NFT? Players say “No, thank you”
At the start of 2022, large parts of the gaming industry looked ready to go all-in NFTs and their promise of “unique” and salable digital collectibles, either as in-game items or as glorified trading cards. Supported by stories like Peter Molyneux’s startup raises $54 million in NFT sales in a single weekcompanies like Square-Enix, Konamiand GameStop were just a few of the biggest names teasing their big NFT projects earlier this year. And while companies like Sega were publicly suspiciousUbisoft was actively defend the in-game NFT program it was launched in 2021.

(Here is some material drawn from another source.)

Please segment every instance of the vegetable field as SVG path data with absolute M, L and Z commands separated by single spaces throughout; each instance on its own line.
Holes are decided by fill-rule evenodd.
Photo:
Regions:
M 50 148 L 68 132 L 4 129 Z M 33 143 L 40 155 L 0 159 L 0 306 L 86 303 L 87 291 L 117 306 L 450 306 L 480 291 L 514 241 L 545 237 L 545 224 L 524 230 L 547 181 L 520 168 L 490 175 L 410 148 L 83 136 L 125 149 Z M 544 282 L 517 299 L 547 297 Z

As the year progressed, however, the bloom started to come off, the NFT increased significantly. Axie Infinity– once touted as the best example of a successful “play to win” game –saw its economy practically collapse before a major crypto hack destroys any remaining confidence in the game or its cryptographic tokens. GameStop’s NFT Marketplace Finally launched to slow down sales this got even slower over timealthough it turned out to be a boon for scammers selling unlicensed games. Ubisoft, meanwhile, wisely suspended its own NFT sales and after that tried to pretend it had never been so interesting in the space. High profile failures like these – and a broader collapse in crypto and NFT prices in general – has led to a massive mood shift away from NFTs among many game companies. Game of Online Standby to Minecraft to Grand Theft Auto explicitly rejected the use of NFTs, at least in part because they had already built highly lucrative gaming economies without blockchain technology. The International Association of Game Developers says he would take a ‘stronger stance’ on the ethics of NFTs. And Sony seemed to go out of its way to note that its new line of digital PlayStation collectibles did not use crypto or blockchain in any way.
The NFT game still has a lot of supporters, and there will always be investors ready to place big money bets on the still unproven space in 2023. But by the end of the year, there are fewer and fewer people who seem publicly convinced that blockchain-based gaming will power the “next big thing” in the industry.